The book’s sixth printing took place in August of 1972 and featured the peerless artwork of Robert McGinnis, the illustrator whose work eventually graced 48 John D MacDonald books with 63 unique illustrations. There are six girls depicted on the cover, no one is obviously any specific character (certainly none of them are Alice) and there is a big schooner hovering in the background. The only sailboat in working condition on D Dock is Rex Rigbsy’s Angel, so I’ll have to assume it’s that. This cover lasted a total of six printings, through December 1978.

Finally there’s William Schmidt’s effort, first appearing on the December 1981 printing, the book’s twelfth. Like all of Schmidt’s other JDM covers, it features a detail of the plot imaginatively conveyed, this time in the reflection of a pair of broken sunglasses. It appeared on four separate printings, up through August 1987, after which the book, along with nearly all of JDM’s stand-alone novels, went out of print.

Since MacDonald decided to have The Beach Girls published in paperback (unlike Please Write for Details) it was barely noticed by the critical press of the time. In fact, the only contemporary review I was able to find of the novel was by JDM stalwart Anthony Boucher in his New York Times column. He liked it, writing “Another of fiction’s observant anthropologists visits one wild party… a curious social microcosm which MacDonald analyzes with insight and affection… primarily this is a novel of character and interplay, and a good one.”
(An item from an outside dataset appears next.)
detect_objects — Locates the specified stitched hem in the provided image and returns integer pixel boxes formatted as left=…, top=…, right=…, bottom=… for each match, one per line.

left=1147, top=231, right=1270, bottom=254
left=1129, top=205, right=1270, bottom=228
Still, MacDonald had made such a name for himself by this point in his career that he really didn’t need reviews -- good or otherwise -- to sell books. By 1988 Fawcett had printed over a million copies of The Beach Girls. But three months before the novel was even published -- in June 1959 -- MacDonald signed a long term exclusivity contract with Fawcett, agreeing to publish all his paperback originals through the publisher, and any paperback version of a hardcover through Fawcett’s reprint arm, Crest. Fawcett had already characterized the author as “the most consistent bestseller in paperback history,” and the fact that his longtime friend Knox Burger was back with the publisher probably sealed the deal. As MacDonald explained to columnist Witney Bolton in July of that year, “I set up this exclusive arrangement with Fawcett because I have become convinced that they, through packaging, promotion, distribution and a carefully planned reissue program can best serve the relationship I have tried to establish between myself as an author and the ever-increasing number of readers who buy paperback books. I feel that the man who pays 35 cents for your book is worthy of as much bitter effort as the man who pays $3.50 -- and he is much more numerous."
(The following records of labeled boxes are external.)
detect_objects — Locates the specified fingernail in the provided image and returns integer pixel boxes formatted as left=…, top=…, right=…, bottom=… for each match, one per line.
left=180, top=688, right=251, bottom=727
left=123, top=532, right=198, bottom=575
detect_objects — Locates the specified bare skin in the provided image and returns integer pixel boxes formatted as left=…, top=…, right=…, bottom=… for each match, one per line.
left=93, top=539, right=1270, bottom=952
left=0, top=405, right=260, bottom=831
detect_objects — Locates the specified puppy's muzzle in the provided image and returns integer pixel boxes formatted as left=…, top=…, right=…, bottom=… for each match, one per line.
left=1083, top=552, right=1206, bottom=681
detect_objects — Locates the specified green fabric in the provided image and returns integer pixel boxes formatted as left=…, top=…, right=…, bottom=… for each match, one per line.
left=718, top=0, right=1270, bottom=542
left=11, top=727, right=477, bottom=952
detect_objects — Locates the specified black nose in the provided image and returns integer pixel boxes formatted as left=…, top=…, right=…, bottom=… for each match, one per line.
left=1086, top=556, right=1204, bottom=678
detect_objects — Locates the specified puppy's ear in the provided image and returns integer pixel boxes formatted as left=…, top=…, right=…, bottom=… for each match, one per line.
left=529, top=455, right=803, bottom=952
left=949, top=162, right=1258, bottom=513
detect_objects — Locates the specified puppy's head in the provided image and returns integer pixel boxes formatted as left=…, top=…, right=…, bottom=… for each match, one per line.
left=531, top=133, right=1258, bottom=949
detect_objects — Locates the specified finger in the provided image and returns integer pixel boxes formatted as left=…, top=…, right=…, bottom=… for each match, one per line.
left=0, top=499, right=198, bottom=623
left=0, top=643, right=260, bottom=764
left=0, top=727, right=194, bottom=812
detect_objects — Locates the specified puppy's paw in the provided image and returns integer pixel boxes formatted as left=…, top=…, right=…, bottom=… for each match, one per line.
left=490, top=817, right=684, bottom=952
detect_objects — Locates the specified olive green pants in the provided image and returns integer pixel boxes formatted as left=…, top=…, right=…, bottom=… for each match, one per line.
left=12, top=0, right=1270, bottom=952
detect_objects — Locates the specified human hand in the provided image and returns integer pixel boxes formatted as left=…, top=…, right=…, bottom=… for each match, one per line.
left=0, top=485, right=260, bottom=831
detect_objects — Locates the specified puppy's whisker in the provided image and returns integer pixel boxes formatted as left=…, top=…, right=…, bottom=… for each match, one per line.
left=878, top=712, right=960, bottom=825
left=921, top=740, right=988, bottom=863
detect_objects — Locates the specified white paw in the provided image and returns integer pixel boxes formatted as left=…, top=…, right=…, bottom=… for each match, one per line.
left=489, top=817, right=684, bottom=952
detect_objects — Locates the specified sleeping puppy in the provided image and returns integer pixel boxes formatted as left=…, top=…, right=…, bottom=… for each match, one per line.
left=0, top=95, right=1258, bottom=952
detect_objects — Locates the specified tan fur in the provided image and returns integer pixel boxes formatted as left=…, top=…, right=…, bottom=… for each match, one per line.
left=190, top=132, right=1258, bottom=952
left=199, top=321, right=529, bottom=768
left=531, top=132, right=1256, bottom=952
The Beach Girls was one of the rare John D MacDonald novels of this period to be denied publication in a popular magazine. The Crossroads before it and Slam the Big Door afterward both appeared in Cosmopolitan, but Please Write for Details didn’t and neither did Clemmie the year before. I’m guessing that these particular novels were far too frank for a newsstand publication, especially ones that enjoyed a large readership through subscription, given the pornography laws of the day. As I’ve written, The Beach Girls was far franker in the areas of sex than anything MacDonald had ever written up to that point.
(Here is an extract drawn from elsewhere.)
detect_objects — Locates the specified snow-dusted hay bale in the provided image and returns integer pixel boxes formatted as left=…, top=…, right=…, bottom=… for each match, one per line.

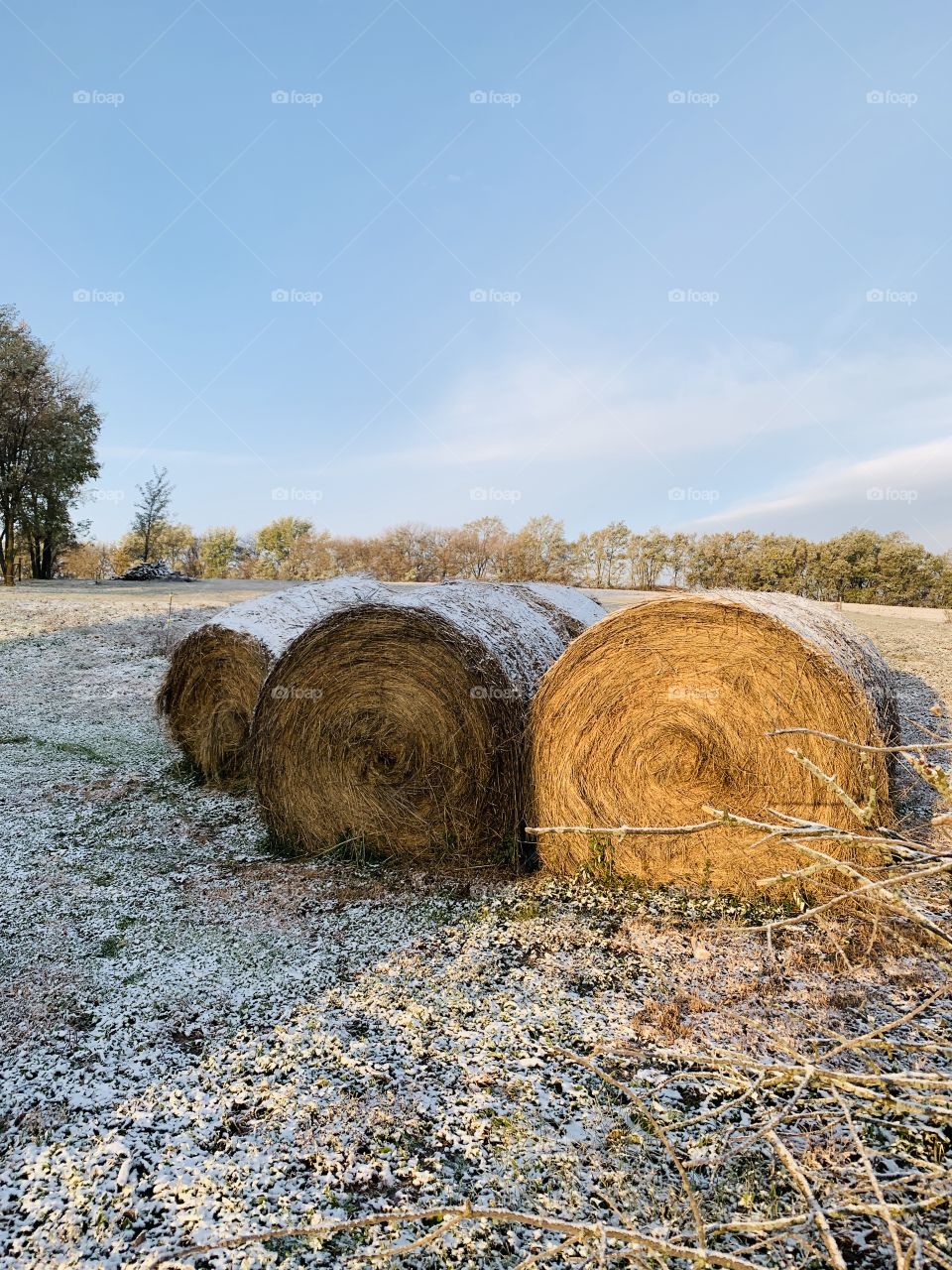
left=156, top=577, right=385, bottom=784
left=251, top=581, right=603, bottom=866
left=528, top=591, right=898, bottom=890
Like most of MacDonald’s standalones, the book was out of print for much of the past 25 years, but recently ebooks of nearly all of MacDonald's work have been “published” and are readily available through the normal channels. The last time I looked The Beach Girls was selling for only $4.99 on Amazon (for the Kindle). The few used copies of the various paperback editions available on Amazon are quite overpriced, and even the lower priced volumes one can find on eBay are more expensive than the average used paperback should be. Whatever way you like to read, however, I heartily recommend this book.